Dirjen Pengolahan dan Pemasaran Hasil Perikanan KKP Saut P Hutagalung menyatakan ekspor penting dilakukan agar tidak menimbulkan dampak yang lebih luas, seperti penumpukan pasokan di "cold storage" dan mengganggu produksi dari petambak.
"Kalau ditahan terus tidak dilepas (ekspor) petambak yang jadi korban, karena tidak ada yang beli, ini berpengaruh terhadap industri udang nasional, supaya bisa jalan," katanya, Selasa (1/7).
Saut mengakui, harga udang memang tengah menurun ke Rp55.000 per kilogram dari Rp100.000 per kilogram dalam kondisi tak wajar. Namun, kondisi ini masih di atas biaya produksi dan di atas harga sebelumnya dalam kondisi normal Rp40.000 per kilogram.
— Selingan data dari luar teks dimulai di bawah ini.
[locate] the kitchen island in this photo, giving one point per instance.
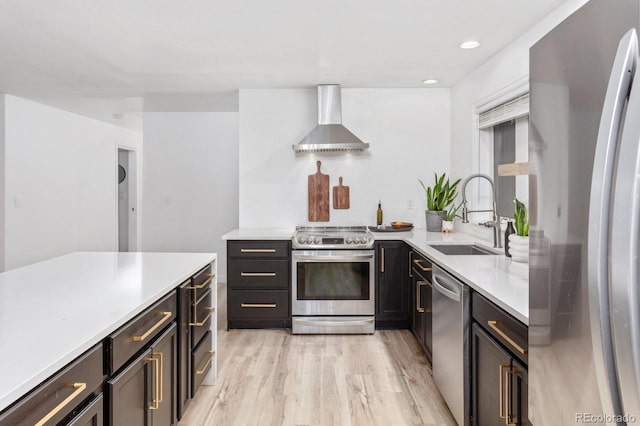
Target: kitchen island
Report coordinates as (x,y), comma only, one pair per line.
(53,311)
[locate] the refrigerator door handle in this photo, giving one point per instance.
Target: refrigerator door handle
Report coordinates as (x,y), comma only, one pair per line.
(620,79)
(624,245)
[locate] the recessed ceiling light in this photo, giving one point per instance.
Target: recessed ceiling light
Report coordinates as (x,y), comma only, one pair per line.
(470,44)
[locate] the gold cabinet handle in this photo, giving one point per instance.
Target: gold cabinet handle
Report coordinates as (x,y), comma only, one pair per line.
(156,393)
(204,369)
(418,285)
(418,263)
(509,416)
(494,326)
(203,285)
(501,405)
(257,274)
(161,374)
(79,387)
(258,305)
(165,317)
(201,323)
(410,257)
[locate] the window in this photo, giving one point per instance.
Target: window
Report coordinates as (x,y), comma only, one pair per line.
(503,139)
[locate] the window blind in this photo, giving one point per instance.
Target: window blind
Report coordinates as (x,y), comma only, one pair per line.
(514,108)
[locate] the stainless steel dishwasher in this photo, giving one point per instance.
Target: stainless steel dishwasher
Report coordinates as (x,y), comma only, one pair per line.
(450,341)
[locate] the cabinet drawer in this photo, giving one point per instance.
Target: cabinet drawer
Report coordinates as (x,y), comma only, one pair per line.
(420,265)
(258,304)
(259,274)
(58,396)
(201,361)
(201,318)
(202,278)
(141,330)
(257,249)
(511,333)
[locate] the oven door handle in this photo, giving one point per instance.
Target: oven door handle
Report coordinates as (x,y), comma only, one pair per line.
(325,258)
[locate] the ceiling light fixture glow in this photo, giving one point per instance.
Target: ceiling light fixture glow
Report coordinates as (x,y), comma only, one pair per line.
(470,44)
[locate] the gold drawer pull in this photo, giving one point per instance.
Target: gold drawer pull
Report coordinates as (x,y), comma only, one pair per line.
(165,317)
(156,396)
(501,386)
(418,263)
(204,369)
(201,323)
(494,326)
(79,387)
(203,285)
(418,285)
(258,305)
(257,274)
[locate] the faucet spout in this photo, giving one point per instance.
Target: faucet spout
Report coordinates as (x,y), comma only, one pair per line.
(497,241)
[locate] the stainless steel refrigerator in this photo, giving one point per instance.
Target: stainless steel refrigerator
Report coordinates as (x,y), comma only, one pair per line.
(584,295)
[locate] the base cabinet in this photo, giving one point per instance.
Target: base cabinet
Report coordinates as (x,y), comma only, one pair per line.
(91,415)
(499,383)
(144,393)
(392,284)
(421,301)
(259,284)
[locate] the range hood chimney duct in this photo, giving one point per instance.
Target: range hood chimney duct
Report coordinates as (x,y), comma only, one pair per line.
(330,134)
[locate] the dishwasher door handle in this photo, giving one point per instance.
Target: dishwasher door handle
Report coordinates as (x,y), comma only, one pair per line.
(451,294)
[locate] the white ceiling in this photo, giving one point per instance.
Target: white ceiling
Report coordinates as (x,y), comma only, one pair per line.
(98,57)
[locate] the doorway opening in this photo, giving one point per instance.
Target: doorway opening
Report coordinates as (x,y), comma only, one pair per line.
(127,196)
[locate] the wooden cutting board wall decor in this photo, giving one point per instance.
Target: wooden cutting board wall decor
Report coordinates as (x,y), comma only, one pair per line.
(319,196)
(340,196)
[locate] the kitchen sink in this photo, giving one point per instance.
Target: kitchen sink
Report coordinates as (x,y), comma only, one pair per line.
(462,249)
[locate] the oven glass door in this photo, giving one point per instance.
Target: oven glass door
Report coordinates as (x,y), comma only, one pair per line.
(333,282)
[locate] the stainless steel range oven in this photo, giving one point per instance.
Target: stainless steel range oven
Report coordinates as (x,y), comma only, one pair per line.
(333,281)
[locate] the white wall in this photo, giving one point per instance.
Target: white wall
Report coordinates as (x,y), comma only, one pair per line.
(190,182)
(2,179)
(60,182)
(507,69)
(408,131)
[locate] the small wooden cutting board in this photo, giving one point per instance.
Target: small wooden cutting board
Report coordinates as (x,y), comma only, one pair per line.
(340,196)
(318,196)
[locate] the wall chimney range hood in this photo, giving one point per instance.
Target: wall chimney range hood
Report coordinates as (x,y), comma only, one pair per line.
(330,134)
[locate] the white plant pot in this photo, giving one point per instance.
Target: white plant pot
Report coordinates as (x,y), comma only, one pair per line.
(519,248)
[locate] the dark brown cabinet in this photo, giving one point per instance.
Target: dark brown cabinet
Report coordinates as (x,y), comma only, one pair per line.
(144,392)
(195,316)
(421,301)
(259,284)
(499,389)
(392,284)
(91,415)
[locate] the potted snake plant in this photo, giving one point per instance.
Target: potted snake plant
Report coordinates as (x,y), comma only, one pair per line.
(439,197)
(519,242)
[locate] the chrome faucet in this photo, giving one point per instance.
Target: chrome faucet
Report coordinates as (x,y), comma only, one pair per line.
(495,224)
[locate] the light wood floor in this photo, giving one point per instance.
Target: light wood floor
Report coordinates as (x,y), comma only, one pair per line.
(271,377)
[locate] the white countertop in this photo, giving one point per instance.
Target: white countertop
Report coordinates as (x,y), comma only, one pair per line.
(53,311)
(498,278)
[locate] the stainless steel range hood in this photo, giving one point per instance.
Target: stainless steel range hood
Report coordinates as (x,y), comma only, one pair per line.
(330,134)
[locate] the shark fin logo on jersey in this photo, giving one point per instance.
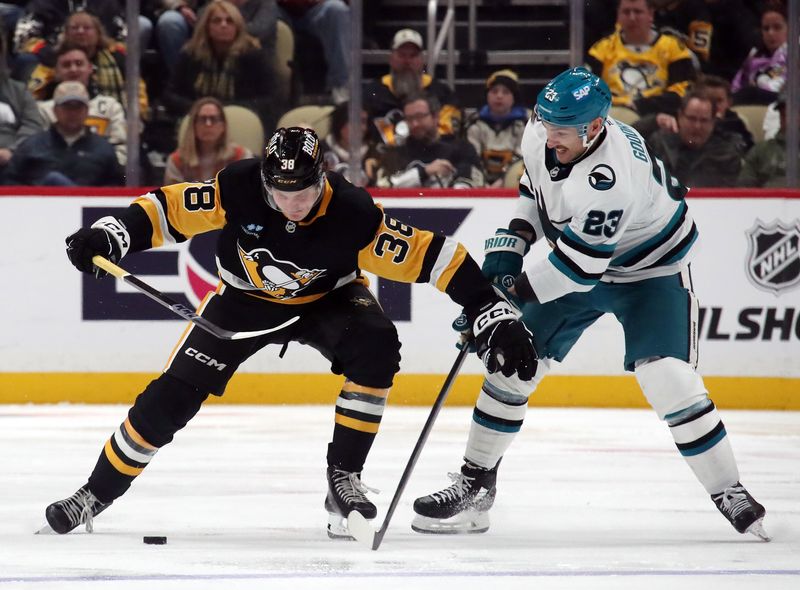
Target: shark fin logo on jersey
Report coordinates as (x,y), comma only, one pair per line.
(602,177)
(278,278)
(773,256)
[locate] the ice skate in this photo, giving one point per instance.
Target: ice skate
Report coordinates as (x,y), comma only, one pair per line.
(80,508)
(742,511)
(461,508)
(346,493)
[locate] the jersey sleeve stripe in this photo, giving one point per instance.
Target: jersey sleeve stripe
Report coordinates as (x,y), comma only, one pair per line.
(679,250)
(639,253)
(176,235)
(450,259)
(159,201)
(592,250)
(571,270)
(588,264)
(524,191)
(151,209)
(430,258)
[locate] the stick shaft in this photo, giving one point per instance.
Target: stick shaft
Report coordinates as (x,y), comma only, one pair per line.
(423,437)
(178,308)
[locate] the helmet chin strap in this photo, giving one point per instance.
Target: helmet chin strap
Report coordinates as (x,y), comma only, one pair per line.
(587,143)
(271,200)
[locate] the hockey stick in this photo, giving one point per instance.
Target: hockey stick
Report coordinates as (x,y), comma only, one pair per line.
(180,309)
(359,526)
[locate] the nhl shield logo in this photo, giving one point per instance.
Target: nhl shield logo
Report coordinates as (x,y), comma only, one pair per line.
(773,255)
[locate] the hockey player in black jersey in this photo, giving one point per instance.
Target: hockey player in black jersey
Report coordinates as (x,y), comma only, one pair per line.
(293,243)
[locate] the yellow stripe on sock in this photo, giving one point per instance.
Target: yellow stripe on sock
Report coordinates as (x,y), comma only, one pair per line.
(118,464)
(360,425)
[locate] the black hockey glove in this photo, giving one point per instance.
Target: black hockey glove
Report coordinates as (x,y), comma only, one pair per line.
(503,342)
(107,237)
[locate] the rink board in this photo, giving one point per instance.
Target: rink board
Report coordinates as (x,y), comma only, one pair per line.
(70,338)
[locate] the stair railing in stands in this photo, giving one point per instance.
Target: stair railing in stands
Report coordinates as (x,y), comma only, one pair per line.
(436,42)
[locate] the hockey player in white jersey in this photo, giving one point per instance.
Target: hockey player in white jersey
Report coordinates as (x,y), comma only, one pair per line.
(621,237)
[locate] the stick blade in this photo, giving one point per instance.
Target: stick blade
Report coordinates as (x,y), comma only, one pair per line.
(361,529)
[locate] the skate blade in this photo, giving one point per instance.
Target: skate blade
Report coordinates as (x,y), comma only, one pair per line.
(337,527)
(757,529)
(45,530)
(361,529)
(468,522)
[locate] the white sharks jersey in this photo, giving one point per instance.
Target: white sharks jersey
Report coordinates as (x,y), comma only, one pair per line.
(614,215)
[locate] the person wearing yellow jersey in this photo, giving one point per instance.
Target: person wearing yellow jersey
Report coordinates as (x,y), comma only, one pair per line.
(646,71)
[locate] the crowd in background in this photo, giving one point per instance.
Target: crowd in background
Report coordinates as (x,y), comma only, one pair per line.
(678,71)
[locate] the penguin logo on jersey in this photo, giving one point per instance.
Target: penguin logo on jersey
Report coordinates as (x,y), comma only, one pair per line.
(602,177)
(280,279)
(637,77)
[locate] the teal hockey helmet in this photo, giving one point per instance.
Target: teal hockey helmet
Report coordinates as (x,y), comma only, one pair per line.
(574,98)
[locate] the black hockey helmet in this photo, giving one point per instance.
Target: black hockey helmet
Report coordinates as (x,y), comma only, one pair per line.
(292,160)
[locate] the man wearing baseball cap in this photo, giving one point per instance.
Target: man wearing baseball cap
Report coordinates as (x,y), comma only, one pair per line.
(68,153)
(383,98)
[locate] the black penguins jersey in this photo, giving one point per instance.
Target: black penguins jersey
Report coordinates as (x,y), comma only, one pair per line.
(261,252)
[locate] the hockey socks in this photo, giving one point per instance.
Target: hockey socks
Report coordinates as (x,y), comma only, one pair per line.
(496,419)
(124,456)
(359,410)
(701,438)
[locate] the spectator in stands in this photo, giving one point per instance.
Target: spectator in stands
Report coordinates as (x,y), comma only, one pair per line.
(695,154)
(10,13)
(735,27)
(425,159)
(37,32)
(19,116)
(107,57)
(174,23)
(763,73)
(646,70)
(690,20)
(328,21)
(383,99)
(728,121)
(495,131)
(765,165)
(204,147)
(67,154)
(336,147)
(261,17)
(224,61)
(106,115)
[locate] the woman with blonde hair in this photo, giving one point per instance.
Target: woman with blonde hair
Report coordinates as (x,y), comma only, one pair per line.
(224,61)
(86,31)
(203,147)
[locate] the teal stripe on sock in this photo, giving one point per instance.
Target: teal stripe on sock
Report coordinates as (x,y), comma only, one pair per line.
(705,446)
(494,425)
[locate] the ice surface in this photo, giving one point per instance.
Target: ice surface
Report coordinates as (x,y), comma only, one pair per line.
(594,499)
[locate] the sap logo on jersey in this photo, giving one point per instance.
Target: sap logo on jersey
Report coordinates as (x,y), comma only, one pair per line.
(205,359)
(581,92)
(602,177)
"Sekarang harga mulai naik, 30 sen tidak besar tetapi sebanding antara yang naik dan yang turun, yang kedua kurs juga positif untuk ekspor, harus dipertimbangkan," katanya.
Dia mendesak para pengusaha untuk mengekspor sebelum bulan Oktober karena setelah bulan tersebut tidak ada lagi kesempatan untuk mengekspor tahun ini.
"Artinya, pasti akan memumpuk, jangan melihat harga turun enggak mau ekspor, sekarang harus dihitung betul karena sudah waktunya," katanya.
Saut menegaskan meskipun naiknya tidak signifikan, tetapi dia menyakinkan pengusaha bahwa ekspor tidak akan membuat merugi karena saat ini harga udang tengah mencari keseimbangannya.
"Harga tinggi, digabung dengan harga rendah, supaya tidak rugi 'packers' harus bisa melepas, sehingga bisa menerima tambak-tambak yang panen, sepanjang masih ada keuntungan sudah waktunya melepas," katanya.
Dia mengatakan saat ini Indonesia merupakan pengekspor terbesar udang selain India, Argentina dan Ekuador, oleh karena itu kebutuhan pasar dunia tidak bisa dipenuhi tanpa adanya ekspor Indonesia.